Now my Mom had a different experience that was much less violent. And to preface this a little, my Mom has had different paranormal experiences before so it sounded like she took this pretty well considering everything. She awoke one night in her bedroom with a group of glowing orbs in the room. As she turned to observe them she noticed she could see the tops of the dressers. Upon processing that, she realized she was floating above her bed with these orbs. She tried to wake up my Dad but that would never work. To this day my Dad will sleep through the awesomeness of two Kodiak bears fighting outside his bedroom door. And just like the experience my Uncle had; as quickly as it began, it ended.   

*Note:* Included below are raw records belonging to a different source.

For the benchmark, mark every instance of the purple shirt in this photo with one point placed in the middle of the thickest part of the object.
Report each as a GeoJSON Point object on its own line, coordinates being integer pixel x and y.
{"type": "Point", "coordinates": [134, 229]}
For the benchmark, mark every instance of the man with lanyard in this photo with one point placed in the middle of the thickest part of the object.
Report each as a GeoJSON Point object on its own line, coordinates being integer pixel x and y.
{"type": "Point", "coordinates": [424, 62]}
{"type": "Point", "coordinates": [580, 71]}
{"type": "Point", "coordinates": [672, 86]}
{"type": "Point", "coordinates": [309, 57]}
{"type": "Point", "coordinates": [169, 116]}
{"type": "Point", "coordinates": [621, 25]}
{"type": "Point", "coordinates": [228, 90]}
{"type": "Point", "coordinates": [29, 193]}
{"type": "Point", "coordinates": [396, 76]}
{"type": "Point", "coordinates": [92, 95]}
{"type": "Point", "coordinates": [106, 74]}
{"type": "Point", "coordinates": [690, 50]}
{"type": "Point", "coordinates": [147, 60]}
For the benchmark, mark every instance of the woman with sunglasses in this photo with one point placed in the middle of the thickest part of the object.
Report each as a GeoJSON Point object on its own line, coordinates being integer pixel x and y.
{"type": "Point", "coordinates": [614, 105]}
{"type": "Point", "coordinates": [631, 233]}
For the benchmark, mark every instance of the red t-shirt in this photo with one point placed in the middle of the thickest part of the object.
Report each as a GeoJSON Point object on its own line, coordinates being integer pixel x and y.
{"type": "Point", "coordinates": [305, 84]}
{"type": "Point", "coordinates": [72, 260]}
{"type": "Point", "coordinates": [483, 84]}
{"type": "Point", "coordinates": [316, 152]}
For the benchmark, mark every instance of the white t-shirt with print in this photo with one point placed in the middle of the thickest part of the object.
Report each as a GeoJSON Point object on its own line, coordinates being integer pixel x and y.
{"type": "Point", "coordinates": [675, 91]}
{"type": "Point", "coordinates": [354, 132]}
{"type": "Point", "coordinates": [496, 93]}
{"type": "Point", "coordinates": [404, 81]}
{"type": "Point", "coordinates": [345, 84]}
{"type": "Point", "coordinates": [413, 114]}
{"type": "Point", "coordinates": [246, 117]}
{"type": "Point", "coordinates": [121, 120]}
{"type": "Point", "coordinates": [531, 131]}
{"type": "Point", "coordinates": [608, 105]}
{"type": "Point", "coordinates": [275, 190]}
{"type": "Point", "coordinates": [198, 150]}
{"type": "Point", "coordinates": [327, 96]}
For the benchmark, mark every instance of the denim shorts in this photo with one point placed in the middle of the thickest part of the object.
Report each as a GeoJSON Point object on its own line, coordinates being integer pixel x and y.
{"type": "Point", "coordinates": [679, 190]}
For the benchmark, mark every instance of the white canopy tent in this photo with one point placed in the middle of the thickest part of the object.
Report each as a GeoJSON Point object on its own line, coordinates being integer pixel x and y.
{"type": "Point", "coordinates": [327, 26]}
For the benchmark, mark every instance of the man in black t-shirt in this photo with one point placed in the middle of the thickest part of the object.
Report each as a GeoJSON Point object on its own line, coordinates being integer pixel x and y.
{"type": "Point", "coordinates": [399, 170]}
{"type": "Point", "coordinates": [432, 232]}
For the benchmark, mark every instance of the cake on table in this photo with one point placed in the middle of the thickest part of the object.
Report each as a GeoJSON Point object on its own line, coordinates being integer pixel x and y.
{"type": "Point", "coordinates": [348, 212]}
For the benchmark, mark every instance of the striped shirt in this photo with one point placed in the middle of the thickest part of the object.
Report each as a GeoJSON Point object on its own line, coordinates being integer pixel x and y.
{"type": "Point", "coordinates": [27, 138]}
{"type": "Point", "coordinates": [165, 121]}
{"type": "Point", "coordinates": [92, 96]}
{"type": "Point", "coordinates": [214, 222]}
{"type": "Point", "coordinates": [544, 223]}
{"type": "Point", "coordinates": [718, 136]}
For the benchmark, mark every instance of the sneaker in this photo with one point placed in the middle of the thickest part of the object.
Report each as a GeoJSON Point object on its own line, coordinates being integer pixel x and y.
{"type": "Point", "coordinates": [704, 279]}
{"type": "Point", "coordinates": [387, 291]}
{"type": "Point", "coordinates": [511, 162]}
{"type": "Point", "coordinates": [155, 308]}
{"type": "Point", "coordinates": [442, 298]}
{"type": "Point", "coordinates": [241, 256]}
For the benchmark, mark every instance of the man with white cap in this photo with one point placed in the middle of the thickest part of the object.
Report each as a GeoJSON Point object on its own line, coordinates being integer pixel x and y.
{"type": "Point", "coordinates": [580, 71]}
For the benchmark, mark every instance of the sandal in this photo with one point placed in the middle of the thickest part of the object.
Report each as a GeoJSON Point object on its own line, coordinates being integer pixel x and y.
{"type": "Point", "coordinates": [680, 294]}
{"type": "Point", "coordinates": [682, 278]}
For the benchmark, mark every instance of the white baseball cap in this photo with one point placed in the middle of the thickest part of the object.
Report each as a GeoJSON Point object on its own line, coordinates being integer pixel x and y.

The last experience was a collective dream had by all the women in the house. Every night they would have a dream that they were enclosed in a dark box. The box was moving and they could never get out. More on that later. The sum of all these experiences naturally caused everyone to rethink this vacation. They decided to call it quits and return home to Chicago as everyone was sufficiently freaked out. After returning my grandfather received a call from the rental agency. They wanted to let him know that they were going to charge his credit card for the damages occurred during their stay. Apparently after leaving the dishes were broken and strewn about the kitchen, water damage had occurred to the floors, and sand was thrown in all the plumbing fixtures. The place looked like a hurricane had come through. Now obviously my grandpa was not going to claim a ghost did it. Why look like a crazy person if you don’t have to? He just paid the damages and decided to put everything behind him.

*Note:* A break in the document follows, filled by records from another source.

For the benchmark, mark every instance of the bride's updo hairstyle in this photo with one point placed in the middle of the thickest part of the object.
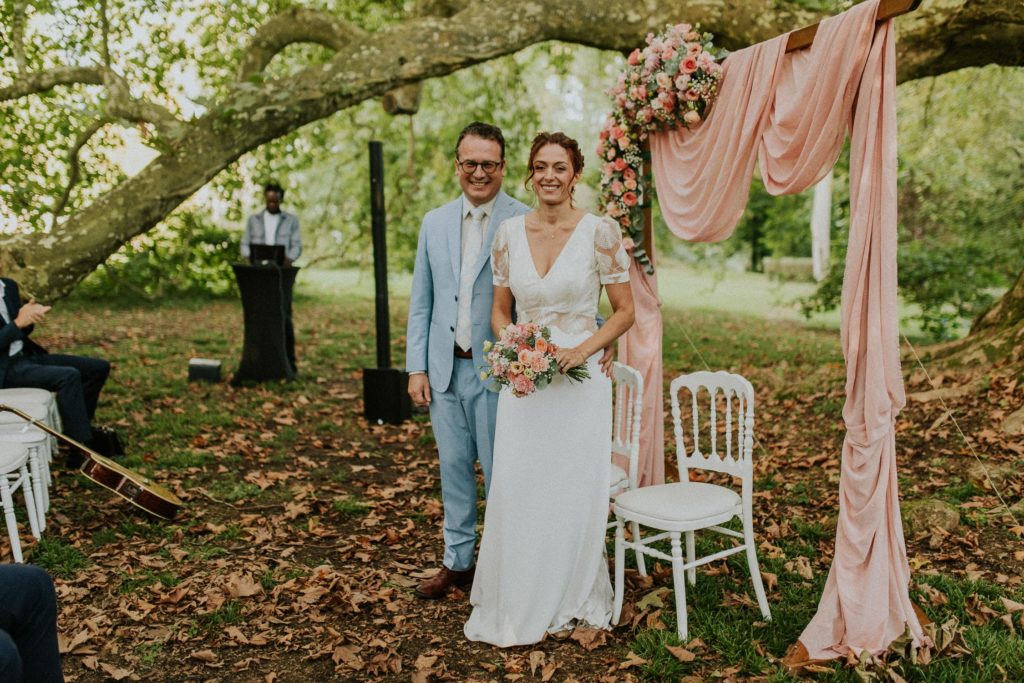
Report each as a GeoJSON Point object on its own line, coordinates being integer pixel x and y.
{"type": "Point", "coordinates": [562, 140]}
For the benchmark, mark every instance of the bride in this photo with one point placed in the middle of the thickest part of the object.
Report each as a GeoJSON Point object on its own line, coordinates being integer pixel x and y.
{"type": "Point", "coordinates": [542, 566]}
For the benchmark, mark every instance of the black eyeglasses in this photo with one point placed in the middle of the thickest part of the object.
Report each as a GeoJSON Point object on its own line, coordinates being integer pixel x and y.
{"type": "Point", "coordinates": [469, 166]}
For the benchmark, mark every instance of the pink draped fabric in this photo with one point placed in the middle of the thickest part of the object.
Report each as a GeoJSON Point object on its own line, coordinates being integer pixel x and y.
{"type": "Point", "coordinates": [641, 348]}
{"type": "Point", "coordinates": [793, 112]}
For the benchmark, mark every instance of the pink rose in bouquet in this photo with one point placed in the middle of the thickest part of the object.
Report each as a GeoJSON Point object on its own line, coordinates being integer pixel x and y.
{"type": "Point", "coordinates": [523, 359]}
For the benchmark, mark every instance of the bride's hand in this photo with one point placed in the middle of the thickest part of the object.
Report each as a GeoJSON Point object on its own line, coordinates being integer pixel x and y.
{"type": "Point", "coordinates": [569, 357]}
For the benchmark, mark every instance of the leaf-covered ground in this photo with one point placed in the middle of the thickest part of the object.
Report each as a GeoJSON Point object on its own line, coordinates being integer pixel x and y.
{"type": "Point", "coordinates": [305, 529]}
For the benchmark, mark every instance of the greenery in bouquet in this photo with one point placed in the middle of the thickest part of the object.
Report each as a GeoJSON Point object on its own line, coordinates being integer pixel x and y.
{"type": "Point", "coordinates": [669, 84]}
{"type": "Point", "coordinates": [523, 359]}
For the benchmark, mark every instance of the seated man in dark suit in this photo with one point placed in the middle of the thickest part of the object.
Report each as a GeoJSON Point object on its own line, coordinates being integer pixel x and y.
{"type": "Point", "coordinates": [28, 626]}
{"type": "Point", "coordinates": [77, 380]}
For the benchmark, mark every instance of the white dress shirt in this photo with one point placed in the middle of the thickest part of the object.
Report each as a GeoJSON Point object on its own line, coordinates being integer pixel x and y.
{"type": "Point", "coordinates": [474, 227]}
{"type": "Point", "coordinates": [270, 222]}
{"type": "Point", "coordinates": [8, 316]}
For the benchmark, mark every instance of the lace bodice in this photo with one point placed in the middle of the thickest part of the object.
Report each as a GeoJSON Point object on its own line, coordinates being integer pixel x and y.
{"type": "Point", "coordinates": [567, 296]}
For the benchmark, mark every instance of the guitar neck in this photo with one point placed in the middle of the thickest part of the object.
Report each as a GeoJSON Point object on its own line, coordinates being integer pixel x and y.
{"type": "Point", "coordinates": [46, 428]}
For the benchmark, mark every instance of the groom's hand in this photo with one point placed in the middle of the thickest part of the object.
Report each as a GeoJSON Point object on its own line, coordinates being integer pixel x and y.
{"type": "Point", "coordinates": [419, 389]}
{"type": "Point", "coordinates": [607, 358]}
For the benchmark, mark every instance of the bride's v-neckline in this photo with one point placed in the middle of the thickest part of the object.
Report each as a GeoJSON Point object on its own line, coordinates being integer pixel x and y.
{"type": "Point", "coordinates": [529, 250]}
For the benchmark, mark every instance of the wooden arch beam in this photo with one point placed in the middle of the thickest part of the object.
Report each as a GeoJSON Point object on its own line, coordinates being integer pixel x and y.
{"type": "Point", "coordinates": [799, 40]}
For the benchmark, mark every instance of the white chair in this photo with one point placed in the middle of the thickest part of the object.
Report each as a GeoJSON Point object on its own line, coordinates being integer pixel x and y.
{"type": "Point", "coordinates": [683, 507]}
{"type": "Point", "coordinates": [14, 475]}
{"type": "Point", "coordinates": [11, 395]}
{"type": "Point", "coordinates": [626, 437]}
{"type": "Point", "coordinates": [38, 443]}
{"type": "Point", "coordinates": [14, 428]}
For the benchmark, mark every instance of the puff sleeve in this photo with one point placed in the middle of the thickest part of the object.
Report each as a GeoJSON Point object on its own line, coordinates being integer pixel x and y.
{"type": "Point", "coordinates": [500, 255]}
{"type": "Point", "coordinates": [612, 261]}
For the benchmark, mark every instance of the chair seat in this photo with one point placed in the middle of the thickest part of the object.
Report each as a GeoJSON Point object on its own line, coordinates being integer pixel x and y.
{"type": "Point", "coordinates": [620, 480]}
{"type": "Point", "coordinates": [19, 434]}
{"type": "Point", "coordinates": [681, 502]}
{"type": "Point", "coordinates": [36, 410]}
{"type": "Point", "coordinates": [26, 393]}
{"type": "Point", "coordinates": [12, 456]}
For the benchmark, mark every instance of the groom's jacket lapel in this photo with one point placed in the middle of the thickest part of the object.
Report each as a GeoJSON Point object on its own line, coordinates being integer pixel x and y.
{"type": "Point", "coordinates": [453, 229]}
{"type": "Point", "coordinates": [502, 204]}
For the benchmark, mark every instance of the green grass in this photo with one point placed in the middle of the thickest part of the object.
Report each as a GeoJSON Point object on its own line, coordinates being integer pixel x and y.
{"type": "Point", "coordinates": [739, 322]}
{"type": "Point", "coordinates": [59, 557]}
{"type": "Point", "coordinates": [733, 634]}
{"type": "Point", "coordinates": [227, 614]}
{"type": "Point", "coordinates": [132, 583]}
{"type": "Point", "coordinates": [349, 507]}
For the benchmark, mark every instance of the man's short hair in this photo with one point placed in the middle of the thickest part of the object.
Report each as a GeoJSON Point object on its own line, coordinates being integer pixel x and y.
{"type": "Point", "coordinates": [484, 130]}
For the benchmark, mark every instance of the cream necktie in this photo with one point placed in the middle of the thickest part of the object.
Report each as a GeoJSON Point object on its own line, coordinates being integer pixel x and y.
{"type": "Point", "coordinates": [467, 273]}
{"type": "Point", "coordinates": [8, 316]}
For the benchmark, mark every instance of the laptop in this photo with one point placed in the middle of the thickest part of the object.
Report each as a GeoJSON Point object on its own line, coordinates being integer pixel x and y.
{"type": "Point", "coordinates": [266, 254]}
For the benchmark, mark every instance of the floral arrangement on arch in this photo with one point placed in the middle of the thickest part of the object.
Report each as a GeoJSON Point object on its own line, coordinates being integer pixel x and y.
{"type": "Point", "coordinates": [670, 83]}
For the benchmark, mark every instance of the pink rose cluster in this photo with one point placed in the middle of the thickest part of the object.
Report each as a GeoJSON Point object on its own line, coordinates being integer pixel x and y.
{"type": "Point", "coordinates": [523, 359]}
{"type": "Point", "coordinates": [670, 83]}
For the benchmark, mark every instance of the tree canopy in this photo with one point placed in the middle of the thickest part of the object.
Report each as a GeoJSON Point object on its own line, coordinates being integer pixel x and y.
{"type": "Point", "coordinates": [204, 83]}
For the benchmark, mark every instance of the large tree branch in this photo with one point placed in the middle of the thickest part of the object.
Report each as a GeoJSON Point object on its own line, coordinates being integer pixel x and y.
{"type": "Point", "coordinates": [409, 52]}
{"type": "Point", "coordinates": [121, 104]}
{"type": "Point", "coordinates": [74, 164]}
{"type": "Point", "coordinates": [17, 36]}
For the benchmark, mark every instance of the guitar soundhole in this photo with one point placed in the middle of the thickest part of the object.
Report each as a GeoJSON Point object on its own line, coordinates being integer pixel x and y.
{"type": "Point", "coordinates": [130, 488]}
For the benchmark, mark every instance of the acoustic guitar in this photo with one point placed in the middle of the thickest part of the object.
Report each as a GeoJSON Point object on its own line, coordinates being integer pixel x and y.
{"type": "Point", "coordinates": [137, 489]}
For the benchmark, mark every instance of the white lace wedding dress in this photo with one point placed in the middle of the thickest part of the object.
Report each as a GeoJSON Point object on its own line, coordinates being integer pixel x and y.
{"type": "Point", "coordinates": [542, 565]}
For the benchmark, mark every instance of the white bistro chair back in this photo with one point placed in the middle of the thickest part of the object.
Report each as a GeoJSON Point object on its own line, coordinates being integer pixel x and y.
{"type": "Point", "coordinates": [626, 428]}
{"type": "Point", "coordinates": [717, 434]}
{"type": "Point", "coordinates": [14, 475]}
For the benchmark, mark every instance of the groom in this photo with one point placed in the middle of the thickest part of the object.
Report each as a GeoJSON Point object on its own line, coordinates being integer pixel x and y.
{"type": "Point", "coordinates": [449, 321]}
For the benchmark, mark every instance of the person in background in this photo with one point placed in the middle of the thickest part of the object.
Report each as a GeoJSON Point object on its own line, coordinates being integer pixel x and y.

My Mom decided to do a little research on the area considering the madness that ensued on the trip. It turns out that these experiences may have been the result of a distant history. When the Spanish were colonizing the area around Florida and the Caribbean, Captiva Island had an interesting role. Spanish ships would sail near the island and drop cargo boxes overboard. The boxes would wash ashore to Captiva, where they were collected by other Spaniards. One of the most common cargos dropped off to Captiva were women to be sold or forced into prostitution. That explains the dreams the women had about bobbing up and down in a dark box from which they could not escape. The angry violent spirit that cornered my Uncle and appeared to my Dad and Grandpa probably had something to do with this as well. But maybe he was just a terrible person trying to attend to unfinished business. Whatever the exact reason, there were a lot of different spirits telling my family to leave.